A book that recently challenged my thinking about Jesus and His humanity is called GENTLE AND LOWLY by Dane Ortlund. I needed this book to remind me that, to this day, Jesus Christ is still fully God and fully human, both before and after His Ascension…

As God’s Creation, humanity has uniqueness in purpose. To be human was and still is to love the Father, Master, Savior and Lord. Any exception to that Truth reveals a loss of our humanity. We were created to live in relationship, fellowship, and communion with God, just like Jesus does. In the Garden of Eden, humanity was devastated by corruption. And because of that, Jesus entered our world through the Incarnation to rehumanize us as we were truly meant to be and to replace that which was stolen by sin and death.

In the Beatitudes (Matthew 5), the first mention of blessedness goes to those who are “poor in spirit” or those who recognize their spiritual poverty and recognize their need for a Savior. That Truth opens our awareness to what being fully human means – that being our dependency on and accountability to God our Creator.

By God’s grace, Jesus came to rehumanize me and you by humanizing Himself in obedience to God the Father. He came to reveal my sinful heart, and to offer a 180-degree course correction. If I will only live by faith in Him, I will be made new. Jesus will release me from the sin problem that defeats my human flourishing. He’ll remove the deceptions that take away my true humanity, the things that degrade my status as God’s child, the things that undermine His good purposes in my life.

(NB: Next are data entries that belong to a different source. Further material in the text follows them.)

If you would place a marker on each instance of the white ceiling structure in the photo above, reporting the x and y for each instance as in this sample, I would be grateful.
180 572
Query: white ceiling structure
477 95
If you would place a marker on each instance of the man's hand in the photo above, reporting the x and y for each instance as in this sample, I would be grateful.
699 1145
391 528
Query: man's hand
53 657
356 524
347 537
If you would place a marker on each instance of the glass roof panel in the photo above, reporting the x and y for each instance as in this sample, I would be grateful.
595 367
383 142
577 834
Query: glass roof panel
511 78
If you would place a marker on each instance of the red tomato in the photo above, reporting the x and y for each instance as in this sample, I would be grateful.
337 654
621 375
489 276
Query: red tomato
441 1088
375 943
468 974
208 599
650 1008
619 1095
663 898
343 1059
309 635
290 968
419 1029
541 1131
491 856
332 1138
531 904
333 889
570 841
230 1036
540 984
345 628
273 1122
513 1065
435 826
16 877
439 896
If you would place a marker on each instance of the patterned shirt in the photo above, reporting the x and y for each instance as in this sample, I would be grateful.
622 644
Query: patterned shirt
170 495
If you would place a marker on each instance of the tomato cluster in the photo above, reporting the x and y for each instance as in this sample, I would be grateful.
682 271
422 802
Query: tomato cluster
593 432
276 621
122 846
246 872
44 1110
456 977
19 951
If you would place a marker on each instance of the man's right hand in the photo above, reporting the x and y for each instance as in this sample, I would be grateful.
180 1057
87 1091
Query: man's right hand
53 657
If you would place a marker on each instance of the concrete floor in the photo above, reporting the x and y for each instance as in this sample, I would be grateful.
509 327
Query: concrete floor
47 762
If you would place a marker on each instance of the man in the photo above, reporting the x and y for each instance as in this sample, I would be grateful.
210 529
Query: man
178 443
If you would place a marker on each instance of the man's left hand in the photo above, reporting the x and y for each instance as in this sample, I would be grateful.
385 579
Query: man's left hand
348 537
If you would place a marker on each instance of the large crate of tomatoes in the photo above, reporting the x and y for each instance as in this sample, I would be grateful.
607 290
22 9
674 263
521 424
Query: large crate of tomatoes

Although important, the matter of our faith in Jesus Christ is not all about what happens after we die. Faith is also about what happens while we live in the world as recipients of Christ’s purpose to restore in us human flourishing according to God’s design. His Holy Spirit works to sanctify us, to prepare us, to recreate us, to make us new. We are “made-new” humans, who will die (yes), but not be swallowed up by death. We will live in eternity with Him in the full reality of being humans saved by His grace. In my restored humanity, I am able to identify and reject lies, I am able to combat the assaults of worldly culture, I am able to flourish in Christ.

Truth is a Person, not a dogma, not a code for living, not a set of laws. Jesus is the rehumanizing resurrected Savior, the firstborn from among the dead. Colossians 1:18 says, “And He is the head of the body, the church; He is the beginning and the firstborn from among the dead, so that in everything He might have the supremacy.” Revelation 1:5-6 says, “And from Jesus Christ, Who is the faithful witness, the firstborn from the dead, and the ruler of the kings of the earth. To Him Who loves us and has freed us from our sins by His blood, and has made us to be a kingdom and priest to serve His God and Father – to Him be glory and power for ever and ever! Amen.”